Maffei infamously was uninterested in discussing his decision, hanging up on WFAN's Steve Somers when the radio host attempted to find some kind of explanation for not voting for deGrom.
This year, it was The Athletic's Andrew Baggarly preventing Alonso from a unanimous selection, instead opting for Braves pitcher Mike Soroka. But rather than refusing to explain himself, Baggarly did the opposite, throwing himself at the mercy of Mets fans with a full explanation in print form.
"Hi, Mets fans. Please don't hate me for voting Mike Soroka over Pete Alonso for NL Rookie of the Year," reads the headline of the piece. Baggarly, having covered the San Francisco Giants beat for the past 15 seasons, seems to be aware he's not likely to make any new friends on the east coast.
Citing rising home run totals throughout baseball and a host of advanced metrics, Baggarly explained that, in his opinion, Soroka keeping opposing hitters in the ballpark was more noteworthy than Alonso blasting pitches out of them. The Braves pitcher outranked Alonso in Win Probability Added, Wins Above Average and bWAR.
"In other words … using the most respected current statistical measures that allow us to make the least dodgy comparison between a right-handed pitcher and a slugging first baseman, yes, you can make a clear case that Soroka's season was every bit as valuable if not more so than Alonso's.
As impressive as Alonso was, as much as he captivated all of Queens, as swell a guy as he is, as compelling as his personal narrative might be, I just couldn't get past this basic conclusion:
What Soroka did was more impressive.
What could be harder in today's major-league climate with its Top Flite balls and 30-homer 7-hole hitters than to be a rookie pitcher?
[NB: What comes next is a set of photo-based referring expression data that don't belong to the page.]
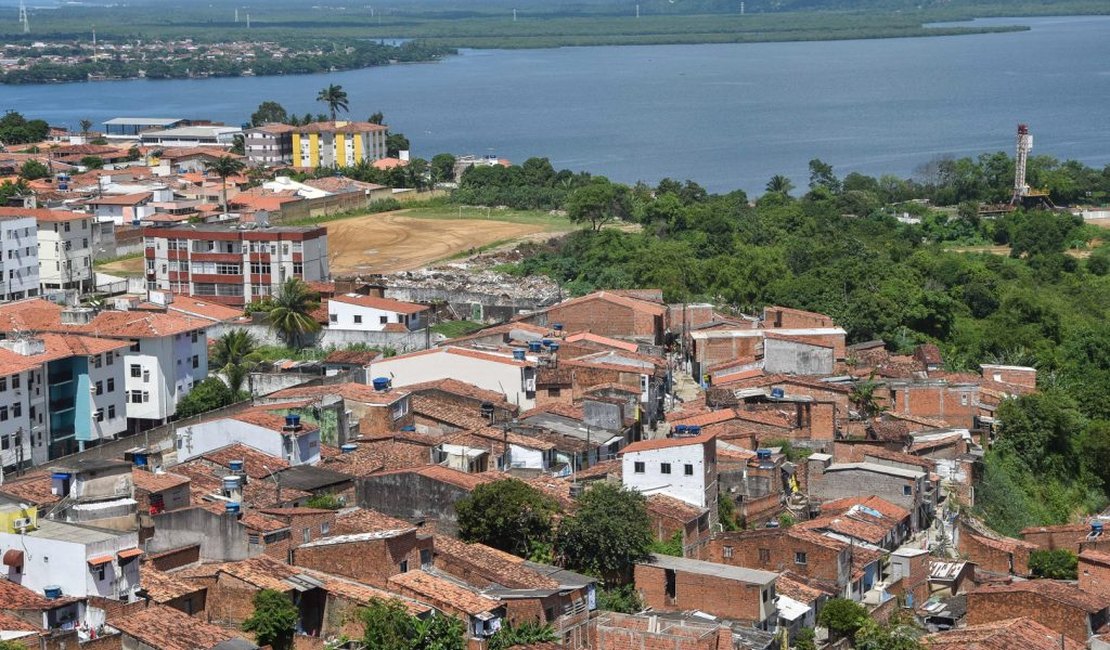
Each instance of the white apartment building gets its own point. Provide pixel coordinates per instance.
(19, 256)
(232, 266)
(372, 314)
(64, 250)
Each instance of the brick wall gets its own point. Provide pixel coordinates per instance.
(714, 595)
(774, 550)
(989, 607)
(370, 561)
(1095, 574)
And what skill is more rare and valuable than the ability to keep the ball in the ballpark?"
Baggarly went on to break down the debate using advanced metrics, but knew that no matter what he said to justify his vote, it wasn't going to make Mets fans feel that much better.
"It will be bad, they told me," Baggarly writes. "Very, very bad. Mets Twitter is a special flavor of Twitter."
So how bad is it going to be? Are you swayed by Baggarly's statistical breakdown, or will he rue the day he ran afoul of Mets fans everywhere?